The problem with a data set where some events have a timestamp and others don’t is that the process mining tool cannot infer the sequence of the activities. Normally, the events are ordered based on the timestamps during the import of the data. So, what can you do?
There are essentially three options.
How to fix:
Ignoring the events that have no timestamp. This will allow you to analyze the performance of your process but omit all activities that have no timestamp associated (see example below).
Importing your data without a timestamp configuration. This will import all events based on the order of the activities from the original file. You will see all activities in the process map, but you will not be able to analyze the waiting times in the process (see example below).
You can “borrow” the timestamps of a neighbouring activity and re-use them for the events that do not have any timestamps (for example, the timestamp of their successor activity). This data pre-processing step will allow you to import all events and include all activities in the process map, while preserving the possibility to analyze the performance of your process as well.
Let’s look at how option 1 and 2 look like based on the example above.
First, we can import the data set in the normal way. When the timestamp column is selected, Disco gives you a warning that the timestamp pattern is not matching all rows in the data (see screenshot below). The reason for this mismatch are the empty timestamp fields of the Settle dispute with supplier activity.
When you go ahead and import the data anyway, Disco will import only the events that have a timestamp (and sort them based on the timestamps to determine the event sequence for each case). As a result, you get a process map without the Settle dispute with supplier activity (see screenshot below). You can now fully analyze your process also from the performance perspective, but you have a blind spot (similarly to the example scenario discussed at the beginning of the article).

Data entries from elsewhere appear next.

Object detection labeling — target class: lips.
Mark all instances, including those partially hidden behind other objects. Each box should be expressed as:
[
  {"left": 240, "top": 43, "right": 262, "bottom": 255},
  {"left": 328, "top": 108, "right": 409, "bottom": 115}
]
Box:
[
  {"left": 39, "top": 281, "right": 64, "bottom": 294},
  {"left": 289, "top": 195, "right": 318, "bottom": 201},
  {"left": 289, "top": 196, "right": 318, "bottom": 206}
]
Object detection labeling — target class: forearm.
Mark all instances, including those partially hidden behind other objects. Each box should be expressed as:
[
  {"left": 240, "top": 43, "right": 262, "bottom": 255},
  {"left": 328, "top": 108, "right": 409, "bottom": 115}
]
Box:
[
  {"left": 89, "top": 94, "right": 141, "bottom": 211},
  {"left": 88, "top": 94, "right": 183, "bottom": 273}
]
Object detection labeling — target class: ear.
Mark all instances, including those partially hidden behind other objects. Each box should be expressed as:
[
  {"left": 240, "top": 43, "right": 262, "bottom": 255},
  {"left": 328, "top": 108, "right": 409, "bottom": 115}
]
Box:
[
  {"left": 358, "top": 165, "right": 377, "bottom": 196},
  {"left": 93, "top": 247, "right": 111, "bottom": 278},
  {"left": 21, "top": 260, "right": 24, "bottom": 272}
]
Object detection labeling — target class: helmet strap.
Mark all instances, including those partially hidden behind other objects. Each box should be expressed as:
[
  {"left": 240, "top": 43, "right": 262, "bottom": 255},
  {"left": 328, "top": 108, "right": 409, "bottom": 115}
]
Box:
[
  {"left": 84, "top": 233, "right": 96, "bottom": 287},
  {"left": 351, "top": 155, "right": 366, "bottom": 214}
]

Let’s say we now want to include the Settle dispute with supplier activity in our process map. For example, we would like to visualize how many cases have a dispute in the first place.
To do this, we import the data again but make sure that no column is configured as a Timestamp in the import screen. For example, we can change the configuration of the ‘Complete Timestamp’ column to an Attribute (see screenshot below). As a result, you will see a warning that no timestamp column has been defined, but you can still import the data. Disco will now use the order of the events in the original file to determine the activity sequences for each case. You should only use this option if the activities are already sorted correctly in your data set.
As a result, the Settle dispute with supplier activity is now displayed in the process map (see screenshot below). We can see that 80 out of 412 cases went through a dispute in the process.
We can further analyze the process map along with the variants, the number of steps in the process, etc. However, because we have not imported any timestamps, we will not be able to analyze the performance of the process, for example, the case durations or the waiting times in the process map.
To analyze the process performance, and to keep the activities without timestamps in the process map at the same time, you will have to add timestamps for the events that currently don’t have one in your data preparation.